The Monkey King in the American Canon: Patricia Chao and Gerald Vizenor’s Use of an Iconic Chinese Character (Comparative Literature Studies 43.3; presented at 2005 American Comparative Lit Assoc.)

The past two decades have seen the publication of at least three American novels based on the sixteenth-century Chinese novel, The Journey to the West, and its central character, the Monkey King: Gerald Vizenor’s Griever: An American Monkey King in China; Maxine Hong Kingston’s Tripmaster Monkey: His Fake Book; and Patricia Chao’s Monkey King. Each of these novels combines the Chinese classic with allusions to the European and American literary traditions, thus integrating the Chinese folk story into the American canon alongside the African and indigenous narratives that are currently stretching the edges of America’s non-European origins. Yet, these three novels approach the original in radically different ways: Kingston appropriates Monkey as an inspiration for her protagonist; Vizenor also appropriates Monkey, not as an inspiration but as a cousin to his Native-American trickster hero; Chao, however, criticizes the Monkey King tradition by connecting him to her protagonist’s sexually abusive father. These three novelists therefore form a convenient set for examining the possibilities inherent in using classical traditions within modern contexts. Setting aside Kingston, about whom much has been written, I examine the way Journey to the West functions in the novels of Vizenor and Chao, neither of which has received critical attention in this regard.

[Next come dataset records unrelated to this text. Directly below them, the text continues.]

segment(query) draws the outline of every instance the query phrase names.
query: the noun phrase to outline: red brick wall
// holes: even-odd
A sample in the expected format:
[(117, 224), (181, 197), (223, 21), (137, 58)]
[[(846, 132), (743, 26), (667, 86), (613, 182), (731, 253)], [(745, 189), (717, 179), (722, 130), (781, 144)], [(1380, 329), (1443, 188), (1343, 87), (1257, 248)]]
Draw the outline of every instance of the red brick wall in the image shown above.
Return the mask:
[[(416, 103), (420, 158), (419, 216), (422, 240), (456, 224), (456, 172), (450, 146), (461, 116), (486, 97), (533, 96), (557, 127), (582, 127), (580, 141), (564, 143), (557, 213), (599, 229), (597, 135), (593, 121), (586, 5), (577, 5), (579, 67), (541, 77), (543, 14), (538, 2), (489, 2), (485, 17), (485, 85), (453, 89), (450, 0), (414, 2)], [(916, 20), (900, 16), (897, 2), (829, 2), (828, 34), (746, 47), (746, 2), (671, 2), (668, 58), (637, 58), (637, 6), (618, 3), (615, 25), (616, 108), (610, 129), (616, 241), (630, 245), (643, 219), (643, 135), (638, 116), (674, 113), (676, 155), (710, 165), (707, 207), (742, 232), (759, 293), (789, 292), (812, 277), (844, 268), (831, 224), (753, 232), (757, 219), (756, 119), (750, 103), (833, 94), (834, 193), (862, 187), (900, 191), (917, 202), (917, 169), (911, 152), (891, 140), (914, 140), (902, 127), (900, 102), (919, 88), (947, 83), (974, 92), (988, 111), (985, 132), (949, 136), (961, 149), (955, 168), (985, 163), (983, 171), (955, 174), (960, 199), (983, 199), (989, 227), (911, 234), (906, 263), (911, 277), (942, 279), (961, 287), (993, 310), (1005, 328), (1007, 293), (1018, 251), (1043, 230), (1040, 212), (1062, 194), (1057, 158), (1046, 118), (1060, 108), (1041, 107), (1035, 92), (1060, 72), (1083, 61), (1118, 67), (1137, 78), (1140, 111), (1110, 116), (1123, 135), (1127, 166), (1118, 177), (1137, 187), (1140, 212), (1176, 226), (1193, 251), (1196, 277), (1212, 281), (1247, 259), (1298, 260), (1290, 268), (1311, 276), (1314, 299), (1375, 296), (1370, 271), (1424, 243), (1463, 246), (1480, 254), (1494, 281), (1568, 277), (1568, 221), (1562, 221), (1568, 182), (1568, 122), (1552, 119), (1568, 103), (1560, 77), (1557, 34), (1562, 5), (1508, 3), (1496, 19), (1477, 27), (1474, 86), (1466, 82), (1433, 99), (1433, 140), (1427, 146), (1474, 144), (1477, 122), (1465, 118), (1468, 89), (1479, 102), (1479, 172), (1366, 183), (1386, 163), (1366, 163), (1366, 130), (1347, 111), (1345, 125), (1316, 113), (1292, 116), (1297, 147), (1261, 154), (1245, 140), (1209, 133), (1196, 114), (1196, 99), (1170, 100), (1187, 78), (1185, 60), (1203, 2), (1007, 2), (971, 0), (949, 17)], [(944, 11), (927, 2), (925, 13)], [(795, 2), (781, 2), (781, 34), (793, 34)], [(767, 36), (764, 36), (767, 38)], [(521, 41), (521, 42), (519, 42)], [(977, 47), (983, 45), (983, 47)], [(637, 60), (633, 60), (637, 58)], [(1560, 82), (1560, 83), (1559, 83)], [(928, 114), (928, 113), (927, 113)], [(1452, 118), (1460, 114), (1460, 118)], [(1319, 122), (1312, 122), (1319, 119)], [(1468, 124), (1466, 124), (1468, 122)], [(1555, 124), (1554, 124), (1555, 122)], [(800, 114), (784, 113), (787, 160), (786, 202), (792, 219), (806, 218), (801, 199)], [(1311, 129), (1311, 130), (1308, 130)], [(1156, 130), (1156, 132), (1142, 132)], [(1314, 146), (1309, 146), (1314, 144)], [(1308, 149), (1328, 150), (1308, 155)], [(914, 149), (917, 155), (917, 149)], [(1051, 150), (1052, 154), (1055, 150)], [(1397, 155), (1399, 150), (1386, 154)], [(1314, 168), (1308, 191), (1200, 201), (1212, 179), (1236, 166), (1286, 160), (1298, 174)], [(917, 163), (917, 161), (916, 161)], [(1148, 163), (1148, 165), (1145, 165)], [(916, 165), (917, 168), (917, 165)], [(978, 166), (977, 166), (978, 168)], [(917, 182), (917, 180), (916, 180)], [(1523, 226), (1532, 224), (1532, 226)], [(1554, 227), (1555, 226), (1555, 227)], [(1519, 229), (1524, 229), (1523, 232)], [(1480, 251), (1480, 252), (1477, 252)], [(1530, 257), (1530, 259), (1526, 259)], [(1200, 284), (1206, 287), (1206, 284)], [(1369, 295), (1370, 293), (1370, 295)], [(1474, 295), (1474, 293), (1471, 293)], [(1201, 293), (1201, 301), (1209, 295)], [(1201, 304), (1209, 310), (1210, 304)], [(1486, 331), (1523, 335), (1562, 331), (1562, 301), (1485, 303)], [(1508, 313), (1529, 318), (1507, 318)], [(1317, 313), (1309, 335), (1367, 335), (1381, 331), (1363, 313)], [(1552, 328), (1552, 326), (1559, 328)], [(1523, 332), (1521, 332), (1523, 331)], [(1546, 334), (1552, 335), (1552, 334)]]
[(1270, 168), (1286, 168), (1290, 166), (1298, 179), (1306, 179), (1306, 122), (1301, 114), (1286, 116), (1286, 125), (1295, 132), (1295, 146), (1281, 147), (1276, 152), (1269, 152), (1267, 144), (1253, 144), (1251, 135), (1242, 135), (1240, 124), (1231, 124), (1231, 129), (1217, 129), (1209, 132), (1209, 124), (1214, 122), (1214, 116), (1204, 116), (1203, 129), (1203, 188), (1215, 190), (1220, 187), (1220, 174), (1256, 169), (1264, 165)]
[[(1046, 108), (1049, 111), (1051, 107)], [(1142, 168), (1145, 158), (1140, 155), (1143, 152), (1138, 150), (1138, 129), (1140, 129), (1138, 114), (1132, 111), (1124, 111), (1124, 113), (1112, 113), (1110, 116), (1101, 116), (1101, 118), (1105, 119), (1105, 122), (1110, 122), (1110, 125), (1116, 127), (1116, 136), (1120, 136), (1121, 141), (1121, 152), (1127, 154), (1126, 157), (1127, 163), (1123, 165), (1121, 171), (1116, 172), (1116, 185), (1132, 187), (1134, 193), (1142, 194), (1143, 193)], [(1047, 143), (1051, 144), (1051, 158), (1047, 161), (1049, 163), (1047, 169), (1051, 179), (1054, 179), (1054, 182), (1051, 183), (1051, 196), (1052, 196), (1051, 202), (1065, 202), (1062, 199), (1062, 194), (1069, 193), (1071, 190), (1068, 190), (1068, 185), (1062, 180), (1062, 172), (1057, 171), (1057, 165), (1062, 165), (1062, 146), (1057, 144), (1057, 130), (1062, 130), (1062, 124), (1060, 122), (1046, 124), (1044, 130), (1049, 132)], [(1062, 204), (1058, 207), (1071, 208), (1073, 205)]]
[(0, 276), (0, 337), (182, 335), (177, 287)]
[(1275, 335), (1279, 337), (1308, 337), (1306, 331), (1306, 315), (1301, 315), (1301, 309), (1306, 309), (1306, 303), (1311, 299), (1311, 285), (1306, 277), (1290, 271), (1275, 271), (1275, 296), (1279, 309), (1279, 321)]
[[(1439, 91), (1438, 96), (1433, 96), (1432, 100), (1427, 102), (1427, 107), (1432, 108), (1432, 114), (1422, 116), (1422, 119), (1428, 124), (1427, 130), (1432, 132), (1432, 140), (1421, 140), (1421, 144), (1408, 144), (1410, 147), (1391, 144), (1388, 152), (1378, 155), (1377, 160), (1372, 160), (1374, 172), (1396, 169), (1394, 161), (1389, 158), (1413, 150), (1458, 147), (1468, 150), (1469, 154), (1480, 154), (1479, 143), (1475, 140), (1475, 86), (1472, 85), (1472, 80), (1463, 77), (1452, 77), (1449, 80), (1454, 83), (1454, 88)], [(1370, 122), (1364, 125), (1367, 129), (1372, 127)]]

Using the double title of the Chinese novel as a guide, I discuss how the novelists adapt both the Chinese characters and the notions of “journey” and of “west.” Finally, I consider how the novels interpret the United States and American literature.

 

Catherine of Genoa: Faith as Borderland Experience (Magistra 12.2; presented at 2005 U. Miss. Renaissance Symposium)

For the last nine years of her life, Catherine of Genoa (1447-1510) suffered from an illness that bewildered both doctors and priests and that her hagiographer described as “burning interior and exterior flames.” The illness was never solved or healed, but her Vita attributes it to the conflict between her body and her spirit over the presence of divine Love. Throughout the text, these two elements, body and spirit, are so severely opposed that it is said that the spirit, had it not been divinely restrained, would have destroyed her body. Because Catherine hears from God that her suffering is part of “the order of his operations,” she is able, in spite of the intense physical pain caused by her body’s resistance to her spirit’s communion with divine love, to remain so happy, so filled with words of love, that people sought her aid, seeing “heaven in her soul, and purgatory in her agonized body.”

Using Gloria Anzaldúa’s statement that borderlands exist “wherever two or more cultures edge each other,” I suggest that Catherine’s illness can be read as an experience of the borderlands between the kingdom of heaven and the kingdom of earth. This chapter develops this reading, examining what type of borderlands is created by the boundary between heaven and earth, and how Catherine’s teachings, her work in hospitals and her final illness together reveal religious faith as a borderlands experience. Further, this chapter examines the role played by Catherine’s gender in her experiences, as for example her unwanted marriage and her need for a male religious to write down her experiences. How did being a female mystic (but not a nun) contribute to her experience in the spiritual borderlands?